Three Coogs and a Baby – Cleanweb Hackathon Comes to Houston
From September 21-23, Cleanweb Texas held the first Cleanweb Hackathon at Rice Univeristy. Before you get the wrong idea, cleanweb doesn’t have much to do with “clean” website design. Cleanweb refers to a global movement of entrepreneurs building applications that “demonstrate the impact of applying information technology to resource constraints.”
Over the last year, Cleanweb has been making waves by holding hackathons across the world. Thanks to co-organizers Bryan Guido Hassin and Amitav Misra, the Cleanweb Hackathon came to Houston for a weekend. In that short span, 55 hackathon participants created seven new applications that tackle problems of waste, transit, consumption, and environmental awareness.
“The cleanweb concept immediately appealed to me and dovetailed nicely with work I was seeing at SURGE Accelerator and elsewhere in Houston,” co-organizer Amitav Misra explained. “I also knew that Waste Management, the world leader in waste and recycling, is based in Houston, and that Texans in general and Houstonians in particular care deeply about water, air quality, and transit issues.”
Respectfully, the best thing born that weekend was Sancho Zara, son of committee member Anthony Zara. Sancho presented without Powerpoint. He’s just that good.
The next best thing born that weekend was CO2mmuters, a web application designed by three University of Houston students. Led by Jose Pradilla, the CO2mmuters team slept on the floor, ate from the buffet, and spent their waking hours writing code. Their university took notice, too.
Other teams included Amazing Houston (an app that plots restaurants and points of interest from your transit schedule) and Revolutionary Trashcans (a hardware/software system that measures and visualizes cafeteria consumption and waste). One team even opted to organize a massive, sprawling data set from the Shell Center of Sustainability. They knew the project wasn’t sexy, but they also knew it had to be done.

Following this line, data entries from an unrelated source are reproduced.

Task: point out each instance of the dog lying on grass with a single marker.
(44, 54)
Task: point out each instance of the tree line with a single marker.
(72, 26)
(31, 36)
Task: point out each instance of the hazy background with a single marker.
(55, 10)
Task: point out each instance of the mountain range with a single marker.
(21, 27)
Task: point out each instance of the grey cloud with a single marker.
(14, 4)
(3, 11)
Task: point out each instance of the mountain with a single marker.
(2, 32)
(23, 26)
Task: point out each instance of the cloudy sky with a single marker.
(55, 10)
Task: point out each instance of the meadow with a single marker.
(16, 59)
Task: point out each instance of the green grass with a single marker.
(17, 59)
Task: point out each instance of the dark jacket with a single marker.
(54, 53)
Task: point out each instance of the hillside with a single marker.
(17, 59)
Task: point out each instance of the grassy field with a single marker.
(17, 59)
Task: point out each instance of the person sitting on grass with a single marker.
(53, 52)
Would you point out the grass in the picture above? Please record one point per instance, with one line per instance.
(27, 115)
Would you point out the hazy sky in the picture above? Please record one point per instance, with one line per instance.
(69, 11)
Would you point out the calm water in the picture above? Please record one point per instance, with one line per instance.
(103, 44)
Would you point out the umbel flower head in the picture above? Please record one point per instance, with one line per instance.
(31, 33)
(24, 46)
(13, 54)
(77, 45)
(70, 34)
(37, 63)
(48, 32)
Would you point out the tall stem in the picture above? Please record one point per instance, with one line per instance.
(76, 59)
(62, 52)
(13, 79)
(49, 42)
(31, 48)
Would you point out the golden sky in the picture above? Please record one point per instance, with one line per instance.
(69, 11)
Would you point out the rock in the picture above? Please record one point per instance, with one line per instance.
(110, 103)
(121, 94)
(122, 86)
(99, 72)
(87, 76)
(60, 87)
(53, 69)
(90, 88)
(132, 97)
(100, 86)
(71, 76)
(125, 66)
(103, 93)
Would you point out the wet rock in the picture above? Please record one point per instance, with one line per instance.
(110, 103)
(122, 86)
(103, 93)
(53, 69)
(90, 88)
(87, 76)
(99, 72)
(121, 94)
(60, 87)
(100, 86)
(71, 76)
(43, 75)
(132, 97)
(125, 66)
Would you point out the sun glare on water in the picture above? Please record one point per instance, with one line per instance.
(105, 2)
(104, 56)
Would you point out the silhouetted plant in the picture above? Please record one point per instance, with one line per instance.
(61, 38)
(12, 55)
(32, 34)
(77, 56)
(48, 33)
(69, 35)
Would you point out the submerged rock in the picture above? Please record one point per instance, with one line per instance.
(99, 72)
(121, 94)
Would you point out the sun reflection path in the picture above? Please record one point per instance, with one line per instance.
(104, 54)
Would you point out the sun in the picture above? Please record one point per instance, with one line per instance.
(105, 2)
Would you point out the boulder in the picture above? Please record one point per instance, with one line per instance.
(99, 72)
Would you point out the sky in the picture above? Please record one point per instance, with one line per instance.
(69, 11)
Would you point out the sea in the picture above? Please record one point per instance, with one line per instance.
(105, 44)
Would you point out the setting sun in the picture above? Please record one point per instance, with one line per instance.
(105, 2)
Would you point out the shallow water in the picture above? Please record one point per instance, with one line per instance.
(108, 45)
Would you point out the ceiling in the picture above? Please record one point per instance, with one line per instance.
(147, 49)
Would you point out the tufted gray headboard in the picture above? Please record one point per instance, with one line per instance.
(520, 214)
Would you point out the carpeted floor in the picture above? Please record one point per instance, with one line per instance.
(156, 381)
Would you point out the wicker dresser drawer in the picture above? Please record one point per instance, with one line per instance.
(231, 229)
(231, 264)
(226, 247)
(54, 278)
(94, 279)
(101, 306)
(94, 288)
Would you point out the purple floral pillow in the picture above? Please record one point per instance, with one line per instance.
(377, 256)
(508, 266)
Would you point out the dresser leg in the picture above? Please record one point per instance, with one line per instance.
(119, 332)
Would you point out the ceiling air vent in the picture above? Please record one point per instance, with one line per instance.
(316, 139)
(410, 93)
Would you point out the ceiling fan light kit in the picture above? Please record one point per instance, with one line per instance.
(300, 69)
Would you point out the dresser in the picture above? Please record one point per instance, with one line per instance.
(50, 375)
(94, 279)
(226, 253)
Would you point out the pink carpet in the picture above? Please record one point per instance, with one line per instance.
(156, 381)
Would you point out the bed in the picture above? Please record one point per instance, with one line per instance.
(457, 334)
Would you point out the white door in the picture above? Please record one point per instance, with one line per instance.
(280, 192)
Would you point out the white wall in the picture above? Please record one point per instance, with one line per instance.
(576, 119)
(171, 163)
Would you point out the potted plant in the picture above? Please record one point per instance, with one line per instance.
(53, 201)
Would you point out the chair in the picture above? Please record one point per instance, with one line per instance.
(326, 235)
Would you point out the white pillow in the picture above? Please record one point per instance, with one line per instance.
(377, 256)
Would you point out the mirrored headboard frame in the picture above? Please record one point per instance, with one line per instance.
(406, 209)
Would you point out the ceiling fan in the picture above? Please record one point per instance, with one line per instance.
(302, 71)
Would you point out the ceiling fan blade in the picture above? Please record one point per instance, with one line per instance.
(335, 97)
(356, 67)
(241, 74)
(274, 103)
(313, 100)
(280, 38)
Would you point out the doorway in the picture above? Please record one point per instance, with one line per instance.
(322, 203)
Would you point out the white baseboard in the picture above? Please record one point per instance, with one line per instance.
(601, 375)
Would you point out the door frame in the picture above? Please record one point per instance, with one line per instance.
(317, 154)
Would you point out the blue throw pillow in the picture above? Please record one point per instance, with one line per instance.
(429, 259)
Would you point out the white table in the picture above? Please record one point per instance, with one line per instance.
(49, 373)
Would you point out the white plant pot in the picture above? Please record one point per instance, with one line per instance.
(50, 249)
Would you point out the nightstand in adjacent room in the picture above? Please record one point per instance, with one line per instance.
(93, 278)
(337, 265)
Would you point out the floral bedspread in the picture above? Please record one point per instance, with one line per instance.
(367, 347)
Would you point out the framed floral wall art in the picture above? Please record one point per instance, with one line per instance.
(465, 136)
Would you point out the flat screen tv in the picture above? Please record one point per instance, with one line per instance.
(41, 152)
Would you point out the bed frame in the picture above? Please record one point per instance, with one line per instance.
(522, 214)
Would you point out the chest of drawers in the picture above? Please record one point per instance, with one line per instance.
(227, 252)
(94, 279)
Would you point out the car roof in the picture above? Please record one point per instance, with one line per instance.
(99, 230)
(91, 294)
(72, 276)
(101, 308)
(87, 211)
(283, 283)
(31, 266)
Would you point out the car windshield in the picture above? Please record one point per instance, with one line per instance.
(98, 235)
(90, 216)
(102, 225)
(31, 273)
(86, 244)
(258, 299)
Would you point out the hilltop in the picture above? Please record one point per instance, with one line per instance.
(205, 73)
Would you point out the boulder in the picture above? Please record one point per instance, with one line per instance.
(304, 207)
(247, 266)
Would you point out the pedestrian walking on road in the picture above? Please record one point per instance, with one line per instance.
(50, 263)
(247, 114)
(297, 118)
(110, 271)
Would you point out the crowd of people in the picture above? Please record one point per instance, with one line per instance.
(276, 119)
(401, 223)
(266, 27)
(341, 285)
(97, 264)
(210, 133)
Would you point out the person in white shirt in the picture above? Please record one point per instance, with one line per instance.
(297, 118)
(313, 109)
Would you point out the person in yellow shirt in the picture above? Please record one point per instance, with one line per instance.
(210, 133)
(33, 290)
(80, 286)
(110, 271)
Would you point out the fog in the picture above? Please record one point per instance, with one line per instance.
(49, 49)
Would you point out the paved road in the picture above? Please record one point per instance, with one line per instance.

“The teams were using data and APIs they had never seen before,” co-organizer Bryan Guido Hassin explained. “And they managed to figure it out quickly enough to create some really innovative and useful prototypes. It was a great surprise to see just how high quality many of the projects turned out to be after such a short amount of time to work.”
With the notable exception of our new friend Sancho Zara, none of this would have been possible without the tireless leadership of entrepreneurs and Cleanweb community leaders Bryan Guido Hassin and Amitav Misra. In the afternoon fog of happy hours, beer buzz, and big dreams, they led weekly planning meetups full of designers, developers, and eager students. In a matter of weeks, armed with inspiring speeches and force of will, Misra and Hassin put Cleanweb Texas on the map.
“One of the best features of the event was our ability to bring professionals from such diverse places as BP, NASA, Waste Management, SAP, and small entrepreneurial ventures, as well as students from Rice and UH,” Misra noted. “Our winning team was all students, our first runner-up team was all professionals, and our second runner-up team was a mix of students and professionals. So we felt that they all worked well together to build on each others’ enthusiasm, skills, and diverse mix of viewpoints.”
Hassin drove the point home: “When NASA engineers rub elbows with startup entrepreneurs and professional software developers connect with students, it makes our innovation ecosystem richer as a whole.”